The €150 million stimulus programme announced yesterday is a modest proposal, as Minister for Public Expenditure and Reform Brendan Howlin freely conceded.
He added, though, that the plan “represents a turning point for capital investment which will hopefully gain momentum as the economy improves”.
The stimulus amounts to additional investment designed to support the creation of 3,000 new jobs.
Sale of State assets
The money will come from the sale of State assets, particularly the National Lottery licence. The announcement came just a week before the launch of the long-awaited and much bigger €6 billion New Era investment programme, which will be funded through the National Pension Reserve Fund. It raised suspicions that a bit of jockeying for position is going on between the Coalition partners in advance of big budget decisions on next year's spending that are due to be made in the coming months.

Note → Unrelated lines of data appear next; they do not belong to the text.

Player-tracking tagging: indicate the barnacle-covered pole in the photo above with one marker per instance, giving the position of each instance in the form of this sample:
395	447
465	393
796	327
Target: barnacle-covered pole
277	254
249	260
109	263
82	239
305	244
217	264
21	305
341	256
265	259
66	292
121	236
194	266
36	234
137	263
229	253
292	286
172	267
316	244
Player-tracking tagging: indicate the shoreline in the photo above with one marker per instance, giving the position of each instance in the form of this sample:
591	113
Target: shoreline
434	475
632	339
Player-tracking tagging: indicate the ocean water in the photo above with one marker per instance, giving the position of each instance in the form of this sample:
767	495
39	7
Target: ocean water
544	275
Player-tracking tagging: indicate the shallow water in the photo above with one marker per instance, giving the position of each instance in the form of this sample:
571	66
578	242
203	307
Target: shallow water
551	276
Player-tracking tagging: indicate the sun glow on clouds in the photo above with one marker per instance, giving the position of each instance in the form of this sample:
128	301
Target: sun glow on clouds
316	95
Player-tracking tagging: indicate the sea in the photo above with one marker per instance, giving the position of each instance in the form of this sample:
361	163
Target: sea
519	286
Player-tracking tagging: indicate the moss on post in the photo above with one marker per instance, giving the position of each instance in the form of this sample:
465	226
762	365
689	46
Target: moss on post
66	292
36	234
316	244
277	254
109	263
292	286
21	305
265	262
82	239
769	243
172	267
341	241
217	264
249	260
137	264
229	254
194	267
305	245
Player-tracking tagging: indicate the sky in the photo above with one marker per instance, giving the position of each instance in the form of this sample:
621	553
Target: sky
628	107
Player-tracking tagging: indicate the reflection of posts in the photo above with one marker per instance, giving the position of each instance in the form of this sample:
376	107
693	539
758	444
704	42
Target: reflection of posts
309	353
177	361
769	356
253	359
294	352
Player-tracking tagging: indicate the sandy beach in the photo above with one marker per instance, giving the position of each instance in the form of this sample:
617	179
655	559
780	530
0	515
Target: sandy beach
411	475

Since taking office, the Labour Party has longed for an opportunity to push resources into extra public spending to boost the economy but the overwhelming need to get the public finances under control has frustrated that ambition.
Fine Gael Ministers are just as anxious to stimulate the economy but are more inclined to focus on the need for spending cuts as an essential part of that process.
A big battle over how the resources freed up by the deal on the promissory note should best be applied is inevitable in the months ahead.
One aspect of that battle is whether the emphasis should be on reducing debt or maintaining day-to-day spending on State services but another battle will be fought over where the emphasis for any extra resources should be: on current or capital spending.
It is unlikely there will be a simple Fine Gael-Labour conflict on these issues. Ministers of both parties in big-spending departments will want to defend their budgets, while those controlling the purse strings will have a different perspective.
Howlin made it clear yesterday that he would like to follow up his modest €150 million stimulus with further action to create jobs next year, whether through public private partnerships or direct capital spending.
'Wedded to stimulus'
He added that he was "very wedded to stimulus" projects as a means of boosting the economy.
Other Ministers present at the launch made the point that capital spending not only provides a direct job stimulus to the economy in terms of job creation but also delivers vital infrastructural projects required to underpin continuing prosperity in the long term.
Minister for Education Ruairí Quinn, who is getting €50 million for school projects out of the pot, made the point at the launch that children born yesterday will have no classrooms to go to in four years’ time unless money is spent on school extensions and new schools. The money allocated yesterday will enable work to be carried out on 28 schools.
Minister for Transport Leo Varadkar, who is getting €50 million for roads, said surface restoration would take place on 600km of local roads.
He said that while the money was small it was sending a big message to the local authorities that their allocations for next year depended on them spending the money allocated on road projects.
Insulation improvements
Minister of State for Housing Jan O'Sullivan, who has an allocation of €50 million for energy insulation improvements in local authority houses, said that as well as improving living conditions for the poorest families in the country more than 1,000 jobs would be created in the sector.
All of the Ministers made the point that small projects tended to provide more in terms of local jobs than the big infrastructural developments.
“The economy is at long last starting to recover,” said Varadkar. If he is right, further stimulus packages are likely to be announced at regular intervals in the years ahead.